Spark-Streaming
基础概念
SparkStreaming是Spark五大组件中的流式数据处理组件。
这里先了解两个概念:
- 流式计算
所谓流式数据,顾名思义,即数据像流水一样,会源源不断地产生。因此,流式处理程序是不会结束的,会一直处理数据或等待数据到来。 - 微批处理
SparkStreaming在处理数据时,并不是每收到一条数据就处理一条数据,而是在开始设定一个时间间隔,每个时间间隔内的数据会被打包为一个批次进行处理
实际上处理的过程可以简单理解为:将设定时间间隔内产生的数据作为一个RDD,执行一系列算子操作,并且每过一段时间都会执行一次(无论是否有数据产生)
SparkStreaming将数据流抽象为Discretized Stream(DStream),所有操作都需要DStream对象的函数
使用案例
导入核心依赖:
<dependency>
<groupId>org.apache.spark</groupId>
<artifactId>spark-core_2.11</artifactId>
<version>${Spark-version}</version>
</dependency>
<dependency>
<groupId>org.apache.spark</groupId>
<artifactId>spark-streaming_2.11</artifactId>
<version>${Spark-version}</version>
</dependency>
因为SparkStreaming地操作需要转换为RDD地操作,所以需要导入Spark-Core组件
下面用WordCount案例,介绍SparkStreaming程序地基本结构
import org.apache.spark.SparkConf
import org.apache.spark.streaming.{Seconds, StreamingContext}
object StreamingWordCount {
def main(args: Array[String]): Unit = {
val conf: SparkConf = new SparkConf().setMaster("local[*]").setAppName("StreamDemo1")
// 创建流处理功能的主入口,Seconds(3)即表示每3秒为一个批次拉取数据
val ssc = new StreamingContext(conf, Seconds(3))
// 从指定IP和端口获取数据
ssc.socketTextStream("192.168.226.10", 7777)
.flatMap(_.split("\\s+")) // 使用空白字符分隔
.map((_, 1))
.reduceByKey(_ + _)
.print() // 输出结果
// 编写到这里,上面的部分只是确定了收到数据后的处理逻辑,并没有实际动作产生
// 要开始执行上面的处理逻辑,需要调用下面的两行代码
ssc.start() // 启动程序
ssc.awaitTermination() // 等待程序结束
ssc.stop() // 结束程序(实际不会被运行到)
}
}
下面启动程序,另外启动一个终端,使用netcat发送数据,可以看到下面效果:
我们在左边netcat中发送的每条数据都会被作为右侧程序的输入,并输出计算的结果
当部分批次的运行时间超出设定的时间间隔时,可能需要将之前的数据缓存起来,可以调用ssc.remember(duration)

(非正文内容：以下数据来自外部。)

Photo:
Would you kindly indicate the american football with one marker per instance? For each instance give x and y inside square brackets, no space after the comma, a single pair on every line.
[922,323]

函数,传入需要保存的时长,Spark会将最近一批的数据保存指定的时长后,才会清理这些数据
常用函数
updateStateByKey
对每个key的状态进行更新
假设,在上面WordCount的案例基础上,要使以往的数据保留下来,每次再输入的数据累加到以往的结果上,就可以使用updateStateByKey
完成:
import org.apache.spark.SparkConf
import org.apache.spark.streaming.{Seconds, StreamingContext}
object StreamingWordCount {
def main(args: Array[String]): Unit = {
val conf: SparkConf = new SparkConf().setMaster("local[*]").setAppName("StreamDemo1")
val ssc = new StreamingContext(conf, Seconds(3))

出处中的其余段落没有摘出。